Il tutto nasce in Cina, dove si sta pensando a una tecnologica che permetta al pubblico di osservare da vicino gli animali dello zoo, tuttavia senza disturbarli né allontanarli dal loro habitat naturale. Un progetto che fa della realtà virtuale il proprio cardine, tramite degli appositi visori che consentiranno di orientare lo sguardo in tutte le direzioni, per trovarsi al centro di scene animali, seppur senza la presenza fisica.
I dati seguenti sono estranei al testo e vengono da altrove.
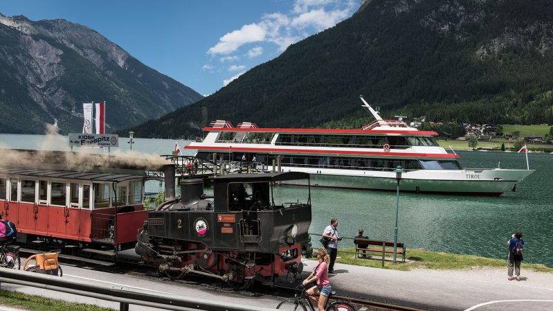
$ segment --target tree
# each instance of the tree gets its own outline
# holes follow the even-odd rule
[[[151,197],[146,197],[144,198],[144,209],[149,208],[152,204],[154,204],[154,207],[158,207],[159,204],[163,203],[163,201],[165,200],[165,193],[163,191],[159,191],[156,195],[156,197],[154,198],[153,201]]]
[[[517,150],[520,150],[520,148],[523,148],[525,143],[524,141],[518,140],[515,141],[514,143],[515,149],[516,149]]]
[[[469,148],[474,149],[476,148],[476,145],[478,144],[478,139],[476,138],[474,135],[471,135],[469,136]]]

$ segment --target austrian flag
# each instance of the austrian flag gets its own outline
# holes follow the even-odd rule
[[[176,141],[175,141],[175,142],[174,142],[174,154],[179,154],[179,153],[180,153],[181,154],[183,154],[183,153],[181,152],[181,148],[180,148],[180,147],[179,147],[179,143],[176,143]]]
Lo zoo virtuale, parte del L.I.V.E. Centre, includerà quindi altri elementi, come un acquario, musei interattivi, teatri, cinema e molto altro.

Tony Christopher, fondatore di Landmark Entertainment Group, spiega come la realtà virtuale occuperà il 30% della struttura di conservazione in via di costruzione e, non ultimo, come questa tecnologia si evolverà sempre più in futuro, per ridurre lo stress a cui possono essere sottoposti gli animali in cattività.

Vi sono, però, anche dei problemi da risolvere: innanzitutto, non è possibile permettere ai visitatori di aggirarsi per il centro con dei visori per la realtà virtuale, poiché questi potrebbero generare problemi di sicurezza o traumi. A questa evenienza, il centro potrebbe rispondere con apposite sale, nonché con cinema in 4D. Inoltre, l’implementazione di un simile servizio potrebbe essere, almeno inizialmente, particolarmente costosa. Non resta che attendere il 2017, quando il progetto del L.I.V.E Centre dovrebbe prendere il via.